Vision-Based End-to-End Learning for UAV Traversal of Irregular Gaps via Differentiable Simulation

TL;DR

This paper introduces a vision-based end-to-end method for autonomous drones to traverse complex, irregular gaps using differentiable simulation and auxiliary modules, demonstrating robustness in simulation and real-world tests.

Contribution

The work presents a novel fully vision-based framework that directly maps depth images to control commands for gap traversal, incorporating differentiable simulation and auxiliary predictors.

Findings

Effective in simulation and real-world environments

Generalizes to unseen complex gaps

Enhances safety with auxiliary prediction modules

Abstract

-Navigation through narrow and irregular gaps is an essential skill in autonomous drones for applications such as inspection, search-and-rescue, and disaster response.
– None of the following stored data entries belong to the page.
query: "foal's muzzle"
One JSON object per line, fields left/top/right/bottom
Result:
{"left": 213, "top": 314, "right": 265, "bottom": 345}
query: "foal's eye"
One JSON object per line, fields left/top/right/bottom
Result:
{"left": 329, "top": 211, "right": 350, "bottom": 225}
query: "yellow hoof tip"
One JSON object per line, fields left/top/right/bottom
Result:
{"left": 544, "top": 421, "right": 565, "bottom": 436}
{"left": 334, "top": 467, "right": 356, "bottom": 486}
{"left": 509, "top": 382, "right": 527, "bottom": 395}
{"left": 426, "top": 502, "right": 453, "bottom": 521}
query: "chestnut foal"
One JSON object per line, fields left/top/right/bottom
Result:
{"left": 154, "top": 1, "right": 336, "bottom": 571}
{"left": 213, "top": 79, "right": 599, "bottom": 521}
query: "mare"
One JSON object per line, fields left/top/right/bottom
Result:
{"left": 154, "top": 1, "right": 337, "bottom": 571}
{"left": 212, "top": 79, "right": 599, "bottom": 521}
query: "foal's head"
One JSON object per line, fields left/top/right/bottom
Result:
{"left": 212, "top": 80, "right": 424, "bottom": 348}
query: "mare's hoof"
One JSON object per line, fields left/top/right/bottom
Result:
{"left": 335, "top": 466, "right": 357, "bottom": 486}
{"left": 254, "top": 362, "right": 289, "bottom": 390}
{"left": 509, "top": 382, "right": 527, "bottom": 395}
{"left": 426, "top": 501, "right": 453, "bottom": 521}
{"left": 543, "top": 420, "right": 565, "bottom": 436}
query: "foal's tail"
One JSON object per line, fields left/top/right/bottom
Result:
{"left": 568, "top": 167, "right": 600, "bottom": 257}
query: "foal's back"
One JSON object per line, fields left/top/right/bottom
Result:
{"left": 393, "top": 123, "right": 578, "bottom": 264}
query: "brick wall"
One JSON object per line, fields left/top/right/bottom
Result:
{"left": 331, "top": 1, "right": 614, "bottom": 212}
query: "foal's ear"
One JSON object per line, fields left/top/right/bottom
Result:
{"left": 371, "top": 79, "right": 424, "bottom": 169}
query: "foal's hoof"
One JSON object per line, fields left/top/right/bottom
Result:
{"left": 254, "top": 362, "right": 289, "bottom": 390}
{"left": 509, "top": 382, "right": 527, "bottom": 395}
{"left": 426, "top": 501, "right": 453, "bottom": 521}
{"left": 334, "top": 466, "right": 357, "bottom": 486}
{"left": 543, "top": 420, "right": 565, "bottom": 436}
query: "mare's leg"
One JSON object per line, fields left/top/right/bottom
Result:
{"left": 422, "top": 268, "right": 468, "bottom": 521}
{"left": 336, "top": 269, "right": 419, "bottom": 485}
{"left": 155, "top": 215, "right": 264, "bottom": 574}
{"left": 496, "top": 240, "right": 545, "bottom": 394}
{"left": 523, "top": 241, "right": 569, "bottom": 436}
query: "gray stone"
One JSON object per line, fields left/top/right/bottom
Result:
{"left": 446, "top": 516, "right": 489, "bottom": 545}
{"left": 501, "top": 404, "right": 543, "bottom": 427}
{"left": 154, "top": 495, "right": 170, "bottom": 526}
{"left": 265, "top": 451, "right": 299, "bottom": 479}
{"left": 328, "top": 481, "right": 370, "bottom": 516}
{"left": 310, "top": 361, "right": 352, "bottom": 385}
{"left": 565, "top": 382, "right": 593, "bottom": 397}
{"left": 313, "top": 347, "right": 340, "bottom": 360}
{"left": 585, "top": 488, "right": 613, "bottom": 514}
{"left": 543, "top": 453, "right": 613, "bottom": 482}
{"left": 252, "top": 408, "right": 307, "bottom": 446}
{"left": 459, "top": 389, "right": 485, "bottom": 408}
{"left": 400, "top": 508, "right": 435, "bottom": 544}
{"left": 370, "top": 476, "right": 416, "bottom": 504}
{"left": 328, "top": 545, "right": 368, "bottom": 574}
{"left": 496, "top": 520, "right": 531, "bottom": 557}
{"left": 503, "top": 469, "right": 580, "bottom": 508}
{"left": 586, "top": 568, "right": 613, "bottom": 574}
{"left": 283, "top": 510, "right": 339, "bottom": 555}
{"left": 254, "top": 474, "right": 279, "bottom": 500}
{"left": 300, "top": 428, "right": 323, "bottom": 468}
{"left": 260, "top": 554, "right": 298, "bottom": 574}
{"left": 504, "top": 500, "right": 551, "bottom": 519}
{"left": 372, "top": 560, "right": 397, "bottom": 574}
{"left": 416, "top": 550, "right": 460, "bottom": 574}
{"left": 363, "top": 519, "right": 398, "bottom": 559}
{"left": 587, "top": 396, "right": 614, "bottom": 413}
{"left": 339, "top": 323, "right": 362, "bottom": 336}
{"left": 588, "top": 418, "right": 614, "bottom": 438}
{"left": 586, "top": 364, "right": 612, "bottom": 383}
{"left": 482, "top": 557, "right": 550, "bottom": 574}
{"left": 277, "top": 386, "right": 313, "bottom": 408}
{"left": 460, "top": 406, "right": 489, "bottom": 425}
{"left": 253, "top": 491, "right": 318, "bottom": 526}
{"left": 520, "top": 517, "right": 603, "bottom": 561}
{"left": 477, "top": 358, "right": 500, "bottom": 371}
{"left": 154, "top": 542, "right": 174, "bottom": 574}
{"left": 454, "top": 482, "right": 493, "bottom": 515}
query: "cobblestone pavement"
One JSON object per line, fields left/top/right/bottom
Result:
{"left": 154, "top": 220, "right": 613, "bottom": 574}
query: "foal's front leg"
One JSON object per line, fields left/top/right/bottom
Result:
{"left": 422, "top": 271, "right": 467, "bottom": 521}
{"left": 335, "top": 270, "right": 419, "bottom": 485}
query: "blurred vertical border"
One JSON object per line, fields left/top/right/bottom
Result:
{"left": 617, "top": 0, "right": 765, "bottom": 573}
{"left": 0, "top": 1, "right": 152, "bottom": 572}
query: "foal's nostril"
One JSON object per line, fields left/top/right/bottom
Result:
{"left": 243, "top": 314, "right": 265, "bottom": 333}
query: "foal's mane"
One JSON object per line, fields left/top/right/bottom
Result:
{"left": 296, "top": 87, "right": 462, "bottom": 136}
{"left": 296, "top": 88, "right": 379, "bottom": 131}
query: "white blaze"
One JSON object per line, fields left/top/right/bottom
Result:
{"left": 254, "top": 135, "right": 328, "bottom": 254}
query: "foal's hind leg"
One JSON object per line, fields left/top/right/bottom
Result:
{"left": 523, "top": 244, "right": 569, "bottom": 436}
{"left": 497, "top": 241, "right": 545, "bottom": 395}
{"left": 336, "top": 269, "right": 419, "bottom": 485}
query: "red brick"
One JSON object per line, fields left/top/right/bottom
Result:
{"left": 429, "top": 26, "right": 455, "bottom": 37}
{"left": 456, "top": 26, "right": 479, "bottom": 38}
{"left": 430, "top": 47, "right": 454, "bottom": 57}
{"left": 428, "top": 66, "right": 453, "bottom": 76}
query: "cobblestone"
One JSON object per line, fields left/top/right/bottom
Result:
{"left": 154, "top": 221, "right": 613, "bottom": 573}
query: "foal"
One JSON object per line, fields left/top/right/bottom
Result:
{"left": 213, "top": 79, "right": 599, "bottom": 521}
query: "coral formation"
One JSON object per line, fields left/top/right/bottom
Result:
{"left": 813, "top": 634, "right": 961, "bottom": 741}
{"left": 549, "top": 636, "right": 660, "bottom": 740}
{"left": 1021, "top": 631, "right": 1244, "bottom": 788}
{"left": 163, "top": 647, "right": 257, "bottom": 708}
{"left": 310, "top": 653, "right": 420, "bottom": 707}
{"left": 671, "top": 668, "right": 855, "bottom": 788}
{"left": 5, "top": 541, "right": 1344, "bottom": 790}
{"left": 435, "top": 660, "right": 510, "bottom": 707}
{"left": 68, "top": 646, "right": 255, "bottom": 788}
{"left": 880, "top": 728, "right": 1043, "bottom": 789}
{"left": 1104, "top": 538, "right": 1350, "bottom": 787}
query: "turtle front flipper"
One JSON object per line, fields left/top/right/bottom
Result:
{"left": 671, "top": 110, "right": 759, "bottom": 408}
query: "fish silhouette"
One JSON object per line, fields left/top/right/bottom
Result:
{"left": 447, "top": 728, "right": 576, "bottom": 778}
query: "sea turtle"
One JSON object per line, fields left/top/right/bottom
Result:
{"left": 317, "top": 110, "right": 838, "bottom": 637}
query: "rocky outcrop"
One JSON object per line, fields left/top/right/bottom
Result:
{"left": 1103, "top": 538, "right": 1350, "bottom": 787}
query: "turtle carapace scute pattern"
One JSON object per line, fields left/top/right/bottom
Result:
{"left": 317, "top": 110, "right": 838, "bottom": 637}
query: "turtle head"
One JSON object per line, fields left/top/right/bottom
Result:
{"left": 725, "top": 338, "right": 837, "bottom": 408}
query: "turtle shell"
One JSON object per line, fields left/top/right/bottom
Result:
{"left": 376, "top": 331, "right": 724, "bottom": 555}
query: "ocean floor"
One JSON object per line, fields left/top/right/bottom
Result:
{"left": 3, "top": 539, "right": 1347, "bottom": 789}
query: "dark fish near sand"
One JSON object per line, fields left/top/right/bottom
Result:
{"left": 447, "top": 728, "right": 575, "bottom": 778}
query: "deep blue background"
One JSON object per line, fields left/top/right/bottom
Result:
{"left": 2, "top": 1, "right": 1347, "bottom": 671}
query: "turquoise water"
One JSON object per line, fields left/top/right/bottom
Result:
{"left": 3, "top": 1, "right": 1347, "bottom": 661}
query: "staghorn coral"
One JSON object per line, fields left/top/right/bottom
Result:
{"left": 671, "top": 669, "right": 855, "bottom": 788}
However, traditional planning and control methods rely on explicit gap extraction and measurement, while recent end-to-end approaches often assume regularly shaped gaps, leading to poor generalization and limited practicality. In this work, we present a fully vision-based, end-to-end framework that maps depth images directly to control commands, enabling drones to traverse complex gaps within unseen environments. Operating in the Special Euclidean group SE(3), where position and orientation are tightly coupled, the framework leverages differentiable simulation, a Stop-Gradient operator, and a Bimodal Initialization Distribution to achieve stable traversal through consecutive gaps. Two auxiliary prediction modules-a gap-crossing success classifier and a traversability predictor-further enhance continuous navigation and safety. Extensive simulation and real-world experiments demonstrate the approach's effectiveness, generalization capability, and practical robustness.